Again, the rowers of Warwick

Rebecca Wheeler alerted me to the appearance of this year’s Warwick Rowers‘ calendar, with this image, among others:

Playful decadence, with grapes

(Using a standard genital symbol as a cock-tease screen is a nice touch, though it’s been done before.)

Previously on this blog:

on 11/11/14, “Calendar boys”: Warwick Rowers in #2 and #3

on 10/24/16,  “Naked boys playing at liberty”: naked guys’ horseplay; #2 Warwick Rowers

They’re remarkably fit — well, they’re rowers — and playful. And earnest, as described in this HuffPo piece from the 25th, “The Warwick Rowers’ Steamy 2018 Calendar Has An Incredible Aim: The brawny, buff boys are back and ready to bust stereotypes” by Curtis M. Wong:

The Warwick Rowers are baring (almost) all once again for a steamy calendar they hope will further the “worldwide social movement” they launched nearly a decade ago.

The 2018 edition sees the Rowers, who are students at the University of Warwick in England, posing au naturel on the grounds of regal-looking estates in Spain and the U.K. The guys began stripping nude for the project in 2009 to raise funds for rowing gear, and though their earliest efforts were considerably less cheeky, their calendar quickly found an audience among gay men…

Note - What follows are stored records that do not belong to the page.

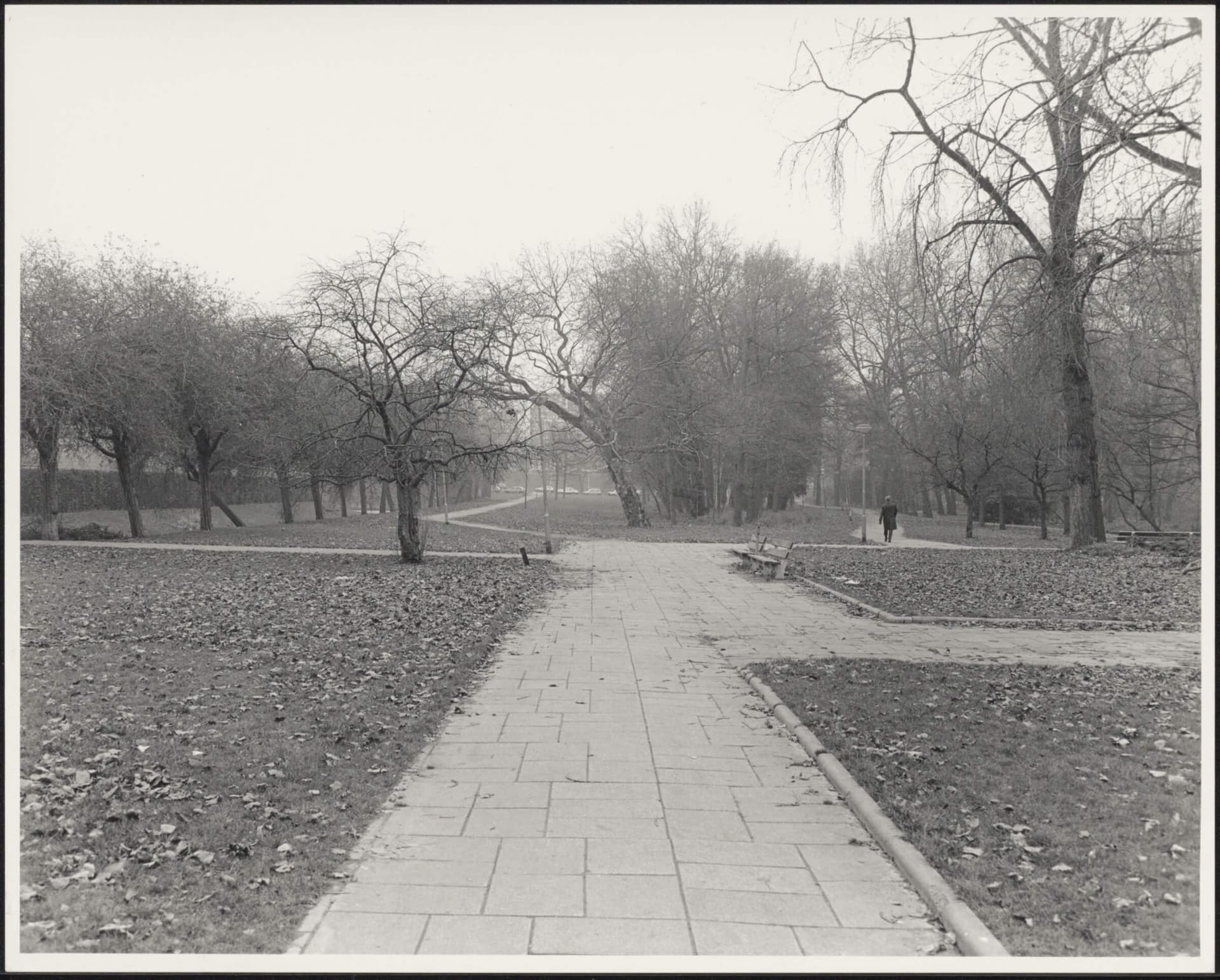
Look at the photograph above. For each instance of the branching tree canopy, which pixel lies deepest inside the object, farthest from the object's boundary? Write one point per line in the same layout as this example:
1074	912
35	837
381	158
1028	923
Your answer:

Once the Rowers caught on to who their most fervent admirers were, they opted to re-conceive their mission. Since 2012, proceeds from calendar sales have been donated to Sport Allies, a U.K. advocacy organization aimed at combating homophobia and gender bias in team sports. Recent editions of the calendar have raised more than $300,000 and are sold in 77 countries.

As in previous years, the 2018 calendar features many of the men sunbathing together and lounging around in various stages of undress. In a 2015 interview, rower Tristan Edwards explained that the photos are meant to be more playful than explicit, in hopes of normalizing male-on-male intimacy among both athletes and sports fans.

“A lot of the problems around homophobia in sport come from the enforcement of gender norms… people saying what a man is or what a woman is,” Edwards told HuffPost. “We don’t want to be put into a box in terms of what a man ‘should be’ in sport. This is how we think you can act.”

Always nice to see the University of Warwick Boat Club in action.